When buying, we are looking for certain qualities that will satisfy the needs of our business. So, we are looking for range or stove with enough burners, or ovens or some other quality. Or, we know we need the reach-in refrigerator with a certain amount of space and shelves inside. And if we run a tight space kitchen or a food truck, we definitely want to know the exact dimensions of the pizza oven, because if it doesn’t fit it won’t do us any good, no matter how fantastic that restaurant equipment actually is.
So, we know what we want, and we found the appliance with all the right dimensions and features, but what about the quality? We know our appliance is made of stainless steel, so it’s high quality, right?

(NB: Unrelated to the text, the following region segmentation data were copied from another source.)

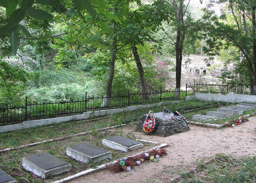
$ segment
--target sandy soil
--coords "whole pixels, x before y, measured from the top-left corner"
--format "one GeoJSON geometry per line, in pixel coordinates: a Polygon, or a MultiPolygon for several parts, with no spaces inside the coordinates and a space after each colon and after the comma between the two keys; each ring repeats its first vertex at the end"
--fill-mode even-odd
{"type": "Polygon", "coordinates": [[[134,132],[142,139],[165,143],[167,154],[158,162],[148,162],[130,172],[104,170],[70,181],[82,182],[169,182],[181,172],[195,166],[197,159],[219,153],[234,156],[256,155],[256,117],[234,128],[218,130],[190,126],[190,130],[161,138],[134,132]]]}

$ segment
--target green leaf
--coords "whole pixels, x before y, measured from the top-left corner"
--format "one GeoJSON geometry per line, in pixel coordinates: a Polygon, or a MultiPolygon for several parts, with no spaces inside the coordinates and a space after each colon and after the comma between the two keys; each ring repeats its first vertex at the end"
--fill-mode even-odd
{"type": "Polygon", "coordinates": [[[121,21],[119,18],[118,18],[117,16],[114,15],[114,14],[111,14],[111,17],[116,23],[119,23],[120,24],[122,24],[122,22],[121,21]]]}
{"type": "Polygon", "coordinates": [[[101,28],[101,29],[102,29],[103,30],[105,30],[105,31],[106,31],[108,30],[108,26],[106,25],[106,24],[105,24],[105,22],[102,20],[100,20],[99,22],[99,25],[100,25],[100,27],[101,28]]]}
{"type": "Polygon", "coordinates": [[[8,24],[17,24],[25,17],[25,12],[23,9],[18,9],[12,13],[7,21],[8,24]]]}
{"type": "Polygon", "coordinates": [[[34,0],[23,0],[22,8],[26,9],[30,8],[34,4],[34,0]]]}
{"type": "Polygon", "coordinates": [[[18,4],[17,0],[9,0],[8,1],[8,7],[6,8],[6,15],[8,17],[11,16],[11,15],[13,13],[17,8],[17,5],[18,4]]]}
{"type": "Polygon", "coordinates": [[[19,8],[22,7],[22,3],[23,0],[18,0],[18,5],[19,8]]]}
{"type": "Polygon", "coordinates": [[[16,30],[13,31],[11,34],[11,47],[12,48],[12,54],[16,55],[18,47],[19,44],[19,41],[16,30]]]}
{"type": "Polygon", "coordinates": [[[7,35],[12,32],[17,25],[16,24],[8,24],[0,30],[0,34],[7,35]]]}
{"type": "Polygon", "coordinates": [[[53,17],[51,14],[38,9],[29,8],[25,11],[30,16],[39,20],[50,20],[53,17]]]}
{"type": "Polygon", "coordinates": [[[25,35],[27,36],[30,37],[32,37],[32,35],[31,35],[31,34],[30,34],[29,31],[28,30],[28,29],[26,29],[26,27],[25,27],[24,26],[23,26],[23,25],[19,25],[18,27],[22,30],[22,32],[23,32],[24,33],[24,34],[25,34],[25,35]]]}
{"type": "Polygon", "coordinates": [[[5,8],[8,7],[8,0],[1,0],[0,1],[0,6],[5,8]]]}
{"type": "Polygon", "coordinates": [[[95,18],[96,16],[96,12],[93,9],[91,0],[75,0],[76,8],[79,10],[86,9],[91,16],[95,18]]]}
{"type": "Polygon", "coordinates": [[[75,8],[71,8],[68,11],[68,12],[67,13],[67,16],[68,16],[71,14],[74,13],[75,12],[76,12],[76,10],[75,8]]]}
{"type": "Polygon", "coordinates": [[[58,5],[58,0],[36,0],[36,2],[42,5],[56,6],[58,5]]]}

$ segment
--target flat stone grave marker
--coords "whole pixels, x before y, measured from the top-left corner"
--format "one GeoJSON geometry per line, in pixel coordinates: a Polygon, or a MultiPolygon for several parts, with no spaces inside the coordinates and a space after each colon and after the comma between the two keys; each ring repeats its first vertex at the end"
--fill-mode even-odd
{"type": "Polygon", "coordinates": [[[246,107],[246,106],[238,106],[237,105],[231,105],[230,106],[227,107],[228,108],[233,108],[233,109],[241,109],[243,110],[250,110],[251,109],[250,107],[246,107]]]}
{"type": "Polygon", "coordinates": [[[167,121],[172,119],[172,117],[174,118],[173,113],[160,112],[154,113],[155,118],[157,118],[160,121],[167,121]]]}
{"type": "Polygon", "coordinates": [[[102,140],[102,144],[110,148],[128,152],[143,147],[140,142],[120,136],[112,136],[102,140]]]}
{"type": "Polygon", "coordinates": [[[97,163],[111,156],[112,152],[86,142],[67,148],[67,156],[87,163],[97,163]]]}
{"type": "Polygon", "coordinates": [[[217,110],[217,111],[229,111],[230,112],[232,112],[232,113],[233,113],[234,115],[242,115],[243,114],[243,110],[241,109],[230,109],[229,108],[225,108],[225,107],[222,107],[220,108],[217,110]]]}
{"type": "Polygon", "coordinates": [[[16,180],[0,169],[0,183],[15,183],[16,180]]]}
{"type": "Polygon", "coordinates": [[[237,105],[238,106],[246,106],[248,107],[255,108],[256,107],[256,104],[249,104],[247,103],[240,103],[237,105]]]}
{"type": "Polygon", "coordinates": [[[192,117],[192,120],[196,121],[210,121],[210,120],[217,120],[220,119],[218,117],[216,117],[213,116],[208,116],[208,115],[196,115],[192,117]]]}
{"type": "Polygon", "coordinates": [[[71,170],[70,164],[48,153],[32,155],[22,159],[23,168],[35,175],[46,178],[71,170]]]}
{"type": "Polygon", "coordinates": [[[220,111],[210,111],[206,112],[206,115],[207,116],[216,116],[216,117],[219,117],[220,118],[230,118],[232,116],[233,116],[233,114],[230,113],[230,112],[229,111],[224,111],[223,110],[220,110],[220,111]]]}

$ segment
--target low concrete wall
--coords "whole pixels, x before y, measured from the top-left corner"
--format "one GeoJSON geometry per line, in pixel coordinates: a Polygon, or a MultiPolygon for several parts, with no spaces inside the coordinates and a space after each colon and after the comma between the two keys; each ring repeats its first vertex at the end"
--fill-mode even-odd
{"type": "Polygon", "coordinates": [[[102,110],[95,111],[86,112],[83,115],[71,116],[65,117],[60,117],[55,118],[50,118],[44,120],[37,120],[24,121],[23,123],[15,125],[7,125],[0,126],[0,133],[3,133],[7,131],[20,130],[35,127],[36,126],[50,125],[55,123],[59,123],[73,120],[86,120],[89,118],[93,118],[98,116],[111,115],[112,114],[124,112],[131,111],[142,108],[146,108],[154,107],[155,106],[160,106],[164,104],[169,103],[178,103],[179,101],[171,101],[160,102],[157,104],[139,105],[128,106],[126,108],[120,109],[114,109],[110,110],[102,110]]]}
{"type": "Polygon", "coordinates": [[[256,96],[234,94],[227,94],[227,95],[195,94],[193,97],[187,97],[186,98],[186,100],[191,99],[233,103],[256,103],[256,96]]]}

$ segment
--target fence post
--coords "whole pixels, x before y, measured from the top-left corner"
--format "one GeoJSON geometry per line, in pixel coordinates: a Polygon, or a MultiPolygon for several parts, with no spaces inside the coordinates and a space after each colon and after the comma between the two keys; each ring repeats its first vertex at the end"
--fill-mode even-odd
{"type": "Polygon", "coordinates": [[[128,90],[128,106],[130,106],[130,90],[128,90]]]}
{"type": "Polygon", "coordinates": [[[162,101],[162,86],[160,87],[160,102],[162,101]]]}
{"type": "Polygon", "coordinates": [[[87,112],[87,92],[86,92],[86,112],[87,112]]]}
{"type": "Polygon", "coordinates": [[[28,98],[26,97],[26,103],[25,103],[25,121],[27,121],[27,105],[28,104],[28,98]]]}
{"type": "Polygon", "coordinates": [[[187,96],[187,84],[186,83],[186,97],[187,96]]]}

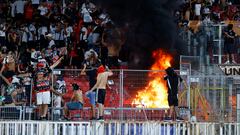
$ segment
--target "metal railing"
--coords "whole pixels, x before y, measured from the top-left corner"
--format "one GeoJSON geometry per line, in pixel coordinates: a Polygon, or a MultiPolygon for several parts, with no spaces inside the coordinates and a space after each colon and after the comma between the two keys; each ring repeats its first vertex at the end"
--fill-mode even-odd
{"type": "Polygon", "coordinates": [[[238,135],[239,123],[4,121],[0,135],[238,135]]]}

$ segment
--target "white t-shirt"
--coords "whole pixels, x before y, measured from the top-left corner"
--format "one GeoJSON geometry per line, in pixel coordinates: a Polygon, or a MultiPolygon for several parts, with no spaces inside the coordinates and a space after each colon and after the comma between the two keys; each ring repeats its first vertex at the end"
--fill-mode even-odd
{"type": "Polygon", "coordinates": [[[24,31],[23,31],[23,34],[22,34],[22,42],[27,42],[28,41],[27,33],[28,33],[28,28],[24,27],[24,31]]]}
{"type": "Polygon", "coordinates": [[[54,34],[54,39],[55,39],[55,40],[63,40],[63,39],[64,39],[63,30],[61,30],[61,32],[56,32],[56,33],[54,34]]]}
{"type": "Polygon", "coordinates": [[[45,34],[46,34],[47,32],[48,32],[48,29],[47,29],[46,26],[40,27],[40,28],[38,29],[39,39],[40,39],[40,36],[41,36],[41,35],[44,35],[44,36],[45,36],[45,34]]]}
{"type": "Polygon", "coordinates": [[[65,35],[66,37],[70,37],[71,36],[71,33],[73,32],[73,28],[72,26],[68,26],[66,28],[66,31],[67,31],[67,35],[65,35]]]}
{"type": "Polygon", "coordinates": [[[32,4],[39,4],[39,0],[32,0],[32,4]]]}
{"type": "Polygon", "coordinates": [[[39,6],[38,10],[40,10],[40,15],[45,15],[48,12],[48,8],[43,6],[39,6]]]}
{"type": "Polygon", "coordinates": [[[28,27],[28,41],[33,41],[33,34],[36,34],[36,28],[33,24],[28,27]]]}
{"type": "Polygon", "coordinates": [[[88,30],[86,27],[82,27],[81,33],[80,33],[80,41],[87,39],[87,34],[88,34],[87,31],[88,30]]]}
{"type": "Polygon", "coordinates": [[[48,44],[48,48],[52,48],[52,46],[55,45],[54,40],[51,40],[48,44]]]}
{"type": "Polygon", "coordinates": [[[195,4],[195,15],[196,16],[201,15],[201,4],[199,4],[199,3],[195,4]]]}
{"type": "Polygon", "coordinates": [[[17,0],[12,4],[12,14],[24,13],[24,5],[26,1],[17,0]]]}
{"type": "Polygon", "coordinates": [[[5,33],[5,31],[3,31],[3,30],[0,30],[0,37],[5,37],[6,36],[6,33],[5,33]]]}

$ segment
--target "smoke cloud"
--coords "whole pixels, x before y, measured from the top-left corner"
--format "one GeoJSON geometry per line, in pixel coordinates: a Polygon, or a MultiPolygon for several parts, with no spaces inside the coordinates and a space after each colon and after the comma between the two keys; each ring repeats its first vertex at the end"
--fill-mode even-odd
{"type": "Polygon", "coordinates": [[[177,0],[95,2],[107,10],[118,28],[125,30],[122,47],[129,50],[130,68],[148,69],[153,63],[152,52],[156,49],[164,49],[173,55],[184,54],[186,47],[178,38],[173,17],[180,4],[177,0]]]}

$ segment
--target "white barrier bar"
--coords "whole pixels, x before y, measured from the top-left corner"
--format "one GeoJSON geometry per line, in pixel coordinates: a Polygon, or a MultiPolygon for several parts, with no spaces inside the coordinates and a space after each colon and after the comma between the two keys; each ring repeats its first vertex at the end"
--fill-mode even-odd
{"type": "Polygon", "coordinates": [[[238,135],[238,123],[0,121],[0,135],[238,135]]]}

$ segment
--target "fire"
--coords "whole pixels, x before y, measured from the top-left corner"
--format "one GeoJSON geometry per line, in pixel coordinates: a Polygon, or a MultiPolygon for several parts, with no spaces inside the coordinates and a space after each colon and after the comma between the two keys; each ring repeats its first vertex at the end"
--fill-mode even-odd
{"type": "MultiPolygon", "coordinates": [[[[165,70],[171,66],[171,55],[162,50],[154,51],[152,57],[155,59],[155,63],[151,70],[165,70]]],[[[148,82],[144,89],[139,90],[132,103],[138,105],[137,107],[168,108],[168,94],[166,81],[163,79],[164,75],[164,72],[149,72],[148,77],[153,79],[148,82]]]]}

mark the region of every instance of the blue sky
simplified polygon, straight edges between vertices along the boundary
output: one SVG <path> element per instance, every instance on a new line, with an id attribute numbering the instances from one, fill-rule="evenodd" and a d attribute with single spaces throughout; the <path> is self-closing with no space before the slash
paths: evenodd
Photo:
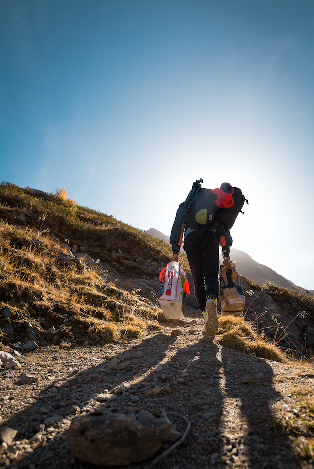
<path id="1" fill-rule="evenodd" d="M 1 180 L 171 231 L 192 183 L 234 247 L 314 289 L 314 2 L 1 0 Z"/>

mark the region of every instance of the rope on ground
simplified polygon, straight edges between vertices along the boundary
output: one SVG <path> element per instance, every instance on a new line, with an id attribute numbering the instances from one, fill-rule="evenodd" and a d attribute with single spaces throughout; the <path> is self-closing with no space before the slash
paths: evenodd
<path id="1" fill-rule="evenodd" d="M 158 464 L 158 462 L 160 462 L 160 461 L 162 461 L 163 459 L 165 458 L 165 457 L 169 455 L 170 453 L 172 453 L 173 451 L 174 451 L 175 449 L 176 449 L 176 448 L 183 442 L 187 436 L 187 434 L 190 431 L 190 428 L 191 428 L 191 422 L 183 415 L 180 415 L 179 414 L 174 413 L 173 412 L 168 412 L 167 415 L 172 415 L 174 417 L 178 417 L 179 418 L 182 418 L 183 420 L 184 420 L 184 421 L 187 423 L 186 430 L 185 430 L 185 432 L 184 433 L 183 436 L 179 440 L 179 441 L 177 441 L 176 443 L 175 443 L 174 444 L 173 444 L 172 446 L 170 446 L 170 448 L 165 451 L 162 454 L 160 454 L 160 456 L 158 456 L 158 457 L 156 457 L 155 459 L 154 459 L 150 465 L 148 466 L 146 469 L 153 469 L 153 467 L 154 467 L 156 464 Z"/>

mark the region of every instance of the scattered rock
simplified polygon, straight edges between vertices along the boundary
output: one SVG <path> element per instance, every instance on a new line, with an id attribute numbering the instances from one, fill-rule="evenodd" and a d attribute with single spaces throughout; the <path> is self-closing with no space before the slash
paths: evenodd
<path id="1" fill-rule="evenodd" d="M 38 348 L 38 345 L 34 340 L 27 340 L 23 344 L 23 348 L 26 352 L 31 352 Z"/>
<path id="2" fill-rule="evenodd" d="M 95 397 L 95 400 L 97 402 L 104 402 L 107 400 L 114 400 L 117 399 L 117 396 L 116 394 L 100 394 Z"/>
<path id="3" fill-rule="evenodd" d="M 0 350 L 0 360 L 3 363 L 11 361 L 14 358 L 14 357 L 8 352 L 3 352 L 2 350 Z"/>
<path id="4" fill-rule="evenodd" d="M 67 432 L 72 454 L 96 465 L 120 466 L 141 462 L 154 456 L 169 435 L 171 424 L 142 410 L 76 417 Z"/>
<path id="5" fill-rule="evenodd" d="M 6 306 L 5 309 L 1 312 L 1 316 L 3 318 L 11 318 L 12 315 L 11 310 L 8 306 Z"/>
<path id="6" fill-rule="evenodd" d="M 10 370 L 13 368 L 21 368 L 21 365 L 16 360 L 11 360 L 10 362 L 7 362 L 4 366 L 6 370 Z"/>
<path id="7" fill-rule="evenodd" d="M 46 418 L 44 420 L 44 423 L 45 425 L 48 425 L 49 423 L 51 423 L 52 422 L 60 422 L 60 420 L 63 420 L 64 417 L 62 415 L 53 415 L 52 417 L 49 417 L 48 418 Z"/>
<path id="8" fill-rule="evenodd" d="M 0 427 L 0 440 L 3 443 L 10 445 L 18 433 L 16 430 L 11 428 L 10 427 Z"/>
<path id="9" fill-rule="evenodd" d="M 20 379 L 18 381 L 18 384 L 30 384 L 31 383 L 36 383 L 38 381 L 38 378 L 36 376 L 30 376 L 27 375 L 26 373 L 22 373 L 20 376 Z"/>

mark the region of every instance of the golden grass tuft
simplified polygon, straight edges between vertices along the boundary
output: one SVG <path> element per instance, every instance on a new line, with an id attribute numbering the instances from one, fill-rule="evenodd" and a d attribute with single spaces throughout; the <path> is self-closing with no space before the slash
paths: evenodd
<path id="1" fill-rule="evenodd" d="M 57 187 L 56 189 L 56 195 L 58 199 L 60 199 L 65 203 L 68 205 L 77 205 L 77 200 L 74 200 L 74 197 L 70 198 L 69 196 L 69 192 L 65 186 L 64 186 L 61 188 Z"/>
<path id="2" fill-rule="evenodd" d="M 282 363 L 287 361 L 278 347 L 257 334 L 253 325 L 241 317 L 222 316 L 217 339 L 222 345 L 240 352 Z"/>

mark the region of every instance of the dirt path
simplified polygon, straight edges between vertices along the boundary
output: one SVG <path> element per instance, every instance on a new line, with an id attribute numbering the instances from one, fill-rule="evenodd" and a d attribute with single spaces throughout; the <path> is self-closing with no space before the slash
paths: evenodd
<path id="1" fill-rule="evenodd" d="M 312 386 L 314 375 L 222 347 L 204 336 L 202 325 L 198 315 L 188 311 L 175 328 L 183 333 L 178 337 L 169 325 L 161 333 L 117 345 L 42 348 L 18 357 L 21 369 L 3 367 L 1 423 L 18 432 L 11 445 L 3 443 L 0 466 L 94 467 L 73 458 L 66 432 L 74 416 L 109 406 L 152 413 L 164 409 L 189 419 L 186 441 L 156 466 L 160 469 L 312 467 L 272 419 L 292 418 L 299 399 L 291 385 Z M 129 364 L 116 370 L 110 365 L 115 358 Z M 18 385 L 23 372 L 38 381 Z M 257 384 L 244 384 L 245 377 Z M 147 392 L 158 388 L 159 393 Z M 104 391 L 112 397 L 100 403 L 97 396 Z M 182 434 L 186 424 L 170 420 Z M 132 467 L 142 469 L 149 462 Z"/>

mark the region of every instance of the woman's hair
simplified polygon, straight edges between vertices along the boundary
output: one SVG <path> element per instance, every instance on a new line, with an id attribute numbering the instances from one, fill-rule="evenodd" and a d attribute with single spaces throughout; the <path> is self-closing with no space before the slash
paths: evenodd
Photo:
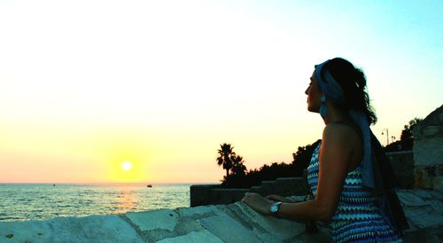
<path id="1" fill-rule="evenodd" d="M 345 92 L 346 102 L 341 106 L 346 109 L 364 112 L 369 124 L 375 124 L 377 115 L 369 105 L 369 95 L 365 89 L 366 77 L 363 71 L 355 68 L 352 63 L 341 58 L 335 58 L 325 63 L 323 71 L 324 70 L 330 73 Z"/>

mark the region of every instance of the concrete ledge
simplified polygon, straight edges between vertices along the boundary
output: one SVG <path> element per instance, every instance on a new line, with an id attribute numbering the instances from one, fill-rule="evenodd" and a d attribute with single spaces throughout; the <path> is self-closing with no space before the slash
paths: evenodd
<path id="1" fill-rule="evenodd" d="M 411 228 L 405 242 L 439 242 L 443 193 L 401 190 Z M 302 196 L 291 197 L 302 200 Z M 242 202 L 119 216 L 0 223 L 0 242 L 329 242 L 328 230 L 308 234 L 303 222 L 262 216 Z"/>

Although stainless steel provides excellent performance regarding durability and sanitation there’s more to it. Much more.
Every appliance is made of hundreds and even thousands of parts. Now, you can ask a salesperson for an info on something like the quality of cavity magnetron in the microwave you are interested in. But there’s every chance you won’t get it. That is not something sales need to know, and most of the manufacturers won’t share such information.
So how do we know that some of the restaurant equipment is good enough, and can withstand the extended use of all its features?
We know that by certification ALL the equipment sold in the US must have.
Ever since the first electrical appliances (light bulbs) began emerging, and with all the risk electricity posed in those days, certain companies developed tests which would say the consumer that a certain product is safe to use.
ETL and NSF
But what is the “social status” of some certificates in the certification world? How do they rank among each other? For example people often wonder if some product is good enough if it has ETL certificate while they are looking for NSF. Those two are interchangeable.
They have to fulfill the same standards set by the Occupational Safety and Health Administration.
So, when you see ETL you can be sure that it is as good as if it was certified by NSF. You can’t have one piece of equipment that satisfy testing conditions of one certification company and fail the other. So choosing between two certificates in the same category, like choosing between NSF and ETL is not much of a choice, because you will get the same standard with both of them.
But why are there many different certification there? Here you will find more information on why there are different certifications and what does it mean for our work safety and food sanitation, so keep reading.
All these companies that do testing are impartial, third-party companies. They are not involved in the industry your appliance is in, and they are not government owned as well.
But they do have some rules to follow.
The Occupational Safety and Health Administration (OSHA) which is part of the U.S. Department of Labor defines the standards every testing company must follow.
In North America all the manufacturers must partner with certain Nationally Recognized Testing Laboratory (NRTL), which is the official common description for, at this point, several third-party testing companies whose certificates are nationally recognized and accepted as applicable.
So, those certifications are proof of independent testing and evaluations of the products and appliances on the North American market.
But what all these companies do tests for, and why there are multiple certifications on a single product?
Like we mentioned earlier, there are several companies which are nationally recognized for testing and certification. And all of them fulfill certain conditions and follow directions enforced by the US law. Some of them do certification for one kind of safety, while other specialize in somehow different. The common thing they all have is that they are improving the food safety.
If you ever wondered how the testing procedures go…well it is not a pleasant sight. The products are actually destroyed during the testing. Every company has developed a standards for every product (and every part of that product), so they know what to look for and what to expect during the tests. For example, the refrigerator doors, are opened and closed a few hundreds of thousands times. That is the expected number of open/close door cycle during the life time expectancy for a certain type of door/refrigerator. And that testing alone lasts for several days.
All the appliances are tortured during the tests. Remember all the things your mother told you not to do while growing up? That is exactly what engineers do with the restaurant equipment. They hit it, and looking for malfunction after it, they burn it, turn it off and on again for thousands of times, they drop it, throw steel balls at it, and apply enormous pressure to it.
They pierce it and even shoot at it if it needs to sustain such kind of use. They pay attention to a very small detail on equipment and its supposed environment. They do all that to be sure that equipment you buy is safe to use. And because of that testing the manufacturer and seller can give you a proper warranty. Very important aspect of certification is follow-up inspection.
Certification companies do regular follow-up inspection to make sure the product is the same every time, and not just for the purpose of testing and certification.